Enterprises use data governance to improve operations, support compliance and create competitive advantage. This cheat sheet outlines what it is and how it works.
The big data boom of today means that the e-commerce industry is dependent, more than ever, on data to develop relationships with customers and improve revenue. However, data needs to be secure, trustworthy, compliant, and fit for use. This is where data governance comes in.
Data governance outlines a consistent approach for e-commerce businesses to gather and use data. It details the data accuracy and quality, how it should be used and who can use it. Through automated and intelligent data governance tools, data governance starts with inventory and classification of available data.
Once data is selected, organized and presented, the focus shifts to the creation of policies to manage data usage as well as establish data stewards. These data stewards provide hands-on governance of certain datasets and become the subject-matter experts to consult when questions about data arise. The data governance initiative will then track data quality to expose gaps in e-commerce coverage. Data quality metrics also help to determine and catalog new data sources and notify data stewards and other stakeholders of the changing patterns in data usage.
Today, data determines the success of both online retail and e-commerce. High-quality data is required to enable these industries to speedily make critical and accurate decisions. E-commerce businesses also capture lots of sensitive consumer data, from payments to patterns, reiterating the importance of data governance in terms of regulation and compliance.
E-commerce businesses collect data from many sources, including web analytics, email and marketing tools, online transactions, surveys and more. This information is consolidated and consumed by the relevant stakeholders. Correctly implemented data governance initiatives ensure that these stakeholders have access to data and that the data is of high quality.
Governing and integrating these data sources in e-commerce means that teams can generate actionable insights on customers, trends, products, regions and more. These insights have a huge part to play in:
Digital outlets have a huge influence on the client of today. For instance, online reviews go a long way toward swaying customers. Customer journeys have also advanced with time. There is more data for e-commerce companies to record.
Data such as customer purchases, shipping details, inventory and more are interlinked and need to be updated seamlessly all through multiple platforms and systems. This responsibility is placed on various teams that may ultimately introduce data silos or irrelevant and obsolete data.
An efficient and unified data governance system helps e-commerce companies efficiently manage such distributed data. Such a system guarantees that data remains relevant and consistent across platforms and prevents data silos. This gives these companies greater visibility to escalate their operations.
Data should seamlessly circulate all through the ecosystem of stakeholders in the e-commerce and retail industries. Even though restricting data may limit the effectiveness of most industries today, the circulation of such data may give rise to safety and security concerns. Security breaches involving sensitive customer data often destroy relationships between customers and brands.
What data governance systems give e-commerce brands are security features such as two-factor authentication, data encryption and tokenization to help limit the accessibility to sensitive data.
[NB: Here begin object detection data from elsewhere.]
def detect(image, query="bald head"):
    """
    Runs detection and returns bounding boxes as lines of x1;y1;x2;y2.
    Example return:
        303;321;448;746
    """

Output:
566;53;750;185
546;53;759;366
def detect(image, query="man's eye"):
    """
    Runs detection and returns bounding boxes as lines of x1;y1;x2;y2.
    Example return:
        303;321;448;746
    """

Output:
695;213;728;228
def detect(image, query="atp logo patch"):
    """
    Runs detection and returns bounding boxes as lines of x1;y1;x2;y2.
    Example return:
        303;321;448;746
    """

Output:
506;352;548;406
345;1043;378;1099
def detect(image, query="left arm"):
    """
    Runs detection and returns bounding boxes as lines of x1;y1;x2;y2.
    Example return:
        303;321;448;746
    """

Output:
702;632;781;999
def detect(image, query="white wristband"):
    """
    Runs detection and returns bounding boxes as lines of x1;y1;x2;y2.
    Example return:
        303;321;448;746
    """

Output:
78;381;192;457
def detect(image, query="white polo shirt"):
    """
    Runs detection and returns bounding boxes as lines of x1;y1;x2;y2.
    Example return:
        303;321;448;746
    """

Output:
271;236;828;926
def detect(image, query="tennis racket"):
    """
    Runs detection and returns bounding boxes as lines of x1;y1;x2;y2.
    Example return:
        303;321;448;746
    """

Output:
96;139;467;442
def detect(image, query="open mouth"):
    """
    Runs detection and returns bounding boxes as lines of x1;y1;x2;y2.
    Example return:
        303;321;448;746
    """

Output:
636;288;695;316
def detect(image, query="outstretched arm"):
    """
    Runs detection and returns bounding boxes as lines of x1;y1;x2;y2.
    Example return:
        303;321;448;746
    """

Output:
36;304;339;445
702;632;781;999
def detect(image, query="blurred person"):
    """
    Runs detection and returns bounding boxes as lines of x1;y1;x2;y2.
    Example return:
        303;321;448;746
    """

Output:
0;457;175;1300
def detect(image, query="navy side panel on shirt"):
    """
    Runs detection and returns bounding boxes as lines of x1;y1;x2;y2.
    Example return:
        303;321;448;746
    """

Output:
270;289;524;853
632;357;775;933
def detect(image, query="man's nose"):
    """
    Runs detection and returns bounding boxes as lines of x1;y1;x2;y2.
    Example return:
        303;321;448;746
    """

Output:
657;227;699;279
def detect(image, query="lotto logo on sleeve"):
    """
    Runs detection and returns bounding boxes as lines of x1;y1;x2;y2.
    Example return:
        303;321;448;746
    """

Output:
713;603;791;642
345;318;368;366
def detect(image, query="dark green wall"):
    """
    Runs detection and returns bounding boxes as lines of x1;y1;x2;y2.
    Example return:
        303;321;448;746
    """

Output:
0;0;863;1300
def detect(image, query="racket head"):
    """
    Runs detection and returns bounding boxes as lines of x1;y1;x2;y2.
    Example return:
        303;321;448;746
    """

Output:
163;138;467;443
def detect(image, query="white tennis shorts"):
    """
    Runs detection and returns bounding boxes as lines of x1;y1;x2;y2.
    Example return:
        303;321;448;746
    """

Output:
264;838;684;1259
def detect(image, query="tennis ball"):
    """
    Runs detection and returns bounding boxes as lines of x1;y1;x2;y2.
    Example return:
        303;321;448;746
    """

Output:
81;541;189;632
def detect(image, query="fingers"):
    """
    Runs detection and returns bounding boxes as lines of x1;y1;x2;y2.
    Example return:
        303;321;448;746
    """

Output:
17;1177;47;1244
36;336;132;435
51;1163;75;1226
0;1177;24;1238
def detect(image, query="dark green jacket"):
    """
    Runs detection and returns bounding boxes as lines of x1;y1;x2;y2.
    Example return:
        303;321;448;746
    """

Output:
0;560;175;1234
The data repositories and warehouses kept by e-commerce companies may suffer from data inconsistencies. A change in one repository means that all the other repositories need to be updated to reflect the same change, which may become complex and overwhelming over time.
Inconsistent data impacts sales, revenues, productivity and overall strategy. However, a robust data governance system takes advantage of data pipelines to help curate, modify and thoroughly validate raw data. E-commerce businesses resultantly enjoy better data visualization and easier, faster and more accurate data analysis.
By improving efficiency and saving time, data governance raises the overall efficiency of e-commerce companies. Various teams can easily find the correct data and generate insights faster. They can also get much more accurate answers faster.
Data governance consistently tracks data quality and usage metrics. These metrics help e-commerce companies gain visibility into how various teams and stakeholders are using data.
E-commerce teams can highlight areas of subpar performance, gain a competitive advantage and discover new revenue streams using analytics.
With data governance, companies can arrive at accurate decisions speedily using high-quality data. Staff can access the correct data under the right controls to ensure that privacy and compliance are maintained.
For teams to be able to use data assets effectively and appropriately, they require data governance to help them capture and share ownership, responsibility and accountability of data. Additionally, staff know who are the experts to be contacted when questions and issues arise.
Data governance is proving to be a necessary component of e-commerce today. Correctly implementing a robust data governance solution will position e-commerce companies for new opportunities, greater security and customer confidence, more sales and e-commerce growth.